Comment les méduses régénèrent leurs tentacules fonctionnels en quelques jours


À peu près de la taille d'un ongle d'auriculaire, l'espèce de méduse Cladonème peut régénérer un tentacule amputé en deux à trois jours – mais comment ? La régénération des tissus fonctionnels chez toutes les espèces, y compris les salamandres et les insectes, repose sur la capacité à former un blastème, un amas de cellules indifférenciées capables de réparer les dommages et de se développer jusqu'à former l'appendice manquant. Les méduses, ainsi que d'autres cnidaires tels que les coraux et les anémones de mer, présentent de grandes capacités de régénération, mais la manière dont elles forment le blastème critique reste jusqu'à présent un mystère.

Une équipe de recherche basée au Japon a révélé que des cellules prolifératives de type tige – qui se développent et se divisent activement mais ne se différencient pas encore en types de cellules spécifiques – apparaissent sur le site de la blessure et contribuent à former le blastème.

Les résultats ont été publiés dans la revue scientifique Biologie PLOS.

“Il est important de noter que ces cellules prolifératives ressemblant à des tiges dans le blastème sont différentes des cellules souches résidentes localisées dans le tentacule”, a déclaré l'auteur correspondant Yuichiro Nakajima, maître de conférences à l'École supérieure des sciences pharmaceutiques de l'Université de Tokyo. “Les cellules prolifératives spécifiques à la réparation contribuent principalement à l'épithélium – la fine couche externe – du tentacule nouvellement formé.”

Les cellules souches résidentes qui existent dans et à proximité du tentacule sont responsables de la génération de toutes les lignées cellulaires pendant l'homéostasie et la régénération, ce qui signifie qu'elles maintiennent et réparent toutes les cellules nécessaires pendant la vie de la méduse, selon Nakajima. Les cellules prolifératives spécifiques à la réparation n'apparaissent qu'au moment de la blessure.

“Ensemble, les cellules souches résidentes et les cellules prolifératives spécifiques à la réparation permettent une régénération rapide du tentacule fonctionnel en quelques jours”, a déclaré Nakajima, notant que les méduses utilisent leurs tentacules pour chasser et se nourrir.

Cette découverte explique comment les chercheurs comprennent comment la formation du blastème diffère selon les différents groupes d'animaux, selon le premier auteur Sosuke Fujita, chercheur postdoctoral dans le même laboratoire que Nakajima à la Graduate School of Pharmaceutical Sciences.

“Dans cette étude, notre objectif était d'aborder le mécanisme de formation du blastème, en utilisant les tentacules des méduses cnidaires.

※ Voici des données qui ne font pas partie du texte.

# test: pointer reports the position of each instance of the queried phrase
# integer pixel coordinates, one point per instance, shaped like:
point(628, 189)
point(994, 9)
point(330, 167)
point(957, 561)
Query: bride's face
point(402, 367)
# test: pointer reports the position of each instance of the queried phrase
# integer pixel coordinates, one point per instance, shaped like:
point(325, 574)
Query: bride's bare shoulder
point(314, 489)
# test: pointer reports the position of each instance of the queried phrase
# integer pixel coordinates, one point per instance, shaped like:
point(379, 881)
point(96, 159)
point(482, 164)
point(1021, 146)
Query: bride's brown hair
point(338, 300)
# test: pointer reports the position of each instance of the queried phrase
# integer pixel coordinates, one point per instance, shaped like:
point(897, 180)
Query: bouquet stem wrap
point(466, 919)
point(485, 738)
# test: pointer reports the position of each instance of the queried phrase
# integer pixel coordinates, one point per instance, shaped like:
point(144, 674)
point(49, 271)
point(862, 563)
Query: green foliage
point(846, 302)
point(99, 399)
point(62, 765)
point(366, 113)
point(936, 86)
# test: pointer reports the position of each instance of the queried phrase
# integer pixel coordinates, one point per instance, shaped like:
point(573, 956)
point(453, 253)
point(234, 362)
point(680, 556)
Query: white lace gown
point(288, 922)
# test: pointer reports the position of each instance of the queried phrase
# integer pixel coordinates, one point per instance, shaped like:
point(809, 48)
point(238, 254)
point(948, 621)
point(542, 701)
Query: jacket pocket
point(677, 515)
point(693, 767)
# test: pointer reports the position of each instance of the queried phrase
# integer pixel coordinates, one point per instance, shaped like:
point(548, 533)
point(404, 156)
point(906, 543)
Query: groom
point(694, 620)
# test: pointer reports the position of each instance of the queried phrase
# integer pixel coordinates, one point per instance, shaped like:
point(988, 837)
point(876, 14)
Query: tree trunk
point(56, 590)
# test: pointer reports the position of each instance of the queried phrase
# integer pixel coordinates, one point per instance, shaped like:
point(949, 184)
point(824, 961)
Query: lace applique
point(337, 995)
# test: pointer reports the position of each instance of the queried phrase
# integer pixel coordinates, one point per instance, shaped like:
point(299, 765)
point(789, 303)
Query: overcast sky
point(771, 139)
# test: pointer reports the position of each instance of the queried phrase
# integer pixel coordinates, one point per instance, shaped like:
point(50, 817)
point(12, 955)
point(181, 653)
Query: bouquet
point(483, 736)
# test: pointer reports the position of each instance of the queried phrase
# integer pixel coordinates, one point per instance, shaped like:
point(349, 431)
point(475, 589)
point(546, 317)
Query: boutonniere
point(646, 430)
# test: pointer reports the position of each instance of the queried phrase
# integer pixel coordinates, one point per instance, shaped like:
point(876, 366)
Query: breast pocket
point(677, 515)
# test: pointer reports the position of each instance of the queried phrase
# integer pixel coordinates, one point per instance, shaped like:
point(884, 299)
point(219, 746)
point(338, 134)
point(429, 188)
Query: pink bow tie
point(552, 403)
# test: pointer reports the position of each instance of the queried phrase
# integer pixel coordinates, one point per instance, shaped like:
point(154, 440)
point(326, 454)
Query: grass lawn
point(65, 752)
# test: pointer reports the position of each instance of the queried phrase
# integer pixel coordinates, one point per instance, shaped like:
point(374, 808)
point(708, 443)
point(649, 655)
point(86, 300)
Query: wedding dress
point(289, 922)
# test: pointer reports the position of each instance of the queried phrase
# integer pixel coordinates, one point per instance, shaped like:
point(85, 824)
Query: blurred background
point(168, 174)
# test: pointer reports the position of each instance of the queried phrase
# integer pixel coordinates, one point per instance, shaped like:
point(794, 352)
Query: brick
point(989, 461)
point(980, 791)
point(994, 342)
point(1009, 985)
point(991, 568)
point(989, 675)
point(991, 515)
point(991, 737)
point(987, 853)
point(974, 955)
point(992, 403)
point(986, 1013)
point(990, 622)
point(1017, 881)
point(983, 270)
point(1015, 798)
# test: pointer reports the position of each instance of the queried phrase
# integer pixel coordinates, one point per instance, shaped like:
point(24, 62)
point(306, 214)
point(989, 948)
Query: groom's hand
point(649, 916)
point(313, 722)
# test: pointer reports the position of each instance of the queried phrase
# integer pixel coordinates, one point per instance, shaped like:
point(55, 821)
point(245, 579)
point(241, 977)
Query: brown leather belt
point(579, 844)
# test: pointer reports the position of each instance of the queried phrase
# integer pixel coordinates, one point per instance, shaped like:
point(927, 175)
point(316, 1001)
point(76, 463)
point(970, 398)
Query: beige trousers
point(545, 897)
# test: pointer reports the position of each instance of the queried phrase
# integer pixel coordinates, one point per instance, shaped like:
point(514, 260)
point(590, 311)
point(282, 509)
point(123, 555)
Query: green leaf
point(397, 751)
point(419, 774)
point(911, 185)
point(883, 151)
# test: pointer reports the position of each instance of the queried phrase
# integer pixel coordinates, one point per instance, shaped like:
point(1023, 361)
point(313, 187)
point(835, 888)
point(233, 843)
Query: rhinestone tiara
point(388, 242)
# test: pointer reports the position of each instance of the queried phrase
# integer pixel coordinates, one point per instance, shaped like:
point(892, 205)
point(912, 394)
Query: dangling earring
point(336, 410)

Cladonème comme modèle régénérateur chez les non-bilatériens, ou chez les animaux qui ne se forment pas bilatéralement – ou gauche-droite – au cours du développement embryonnaire”, a déclaré Fujita, expliquant que le travail peut fournir un aperçu d'une perspective évolutive.

Les salamandres, par exemple, sont des animaux bilatériens capables de régénérer leurs membres. Leurs membres contiennent des cellules souches limitées à des besoins spécifiques de type cellulaire, un processus qui semble fonctionner de la même manière que les cellules prolifératives spécifiques à la réparation observées chez les méduses.

“Étant donné que les cellules prolifératives spécifiques à la réparation sont analogues aux cellules souches restreintes des membres des salamandres bilatérales, nous pouvons supposer que la formation de blastème par des cellules prolifératives spécifiques à la réparation est une caractéristique commune acquise indépendamment pour la régénération d'organes et d'appendices complexes au cours de l'évolution animale”, Fujita dit.

Les origines cellulaires des cellules prolifératives spécifiques à la réparation observées dans le blastème restent cependant floues, et les chercheurs affirment que les outils actuellement disponibles pour enquêter sur les origines sont trop limités pour élucider la source de ces cellules ou pour identifier d'autres cellules ressemblant à des tiges. cellules.

“Il serait essentiel d'introduire des outils génétiques permettant le traçage de lignées cellulaires spécifiques et la manipulation dans Cladonème“, a déclaré Nakajima. “En fin de compte, comprendre les mécanismes de formation du blastème chez les animaux régénératifs, y compris les méduses, peut nous aider à identifier les composants cellulaires et moléculaires qui améliorent nos propres capacités de régénération.”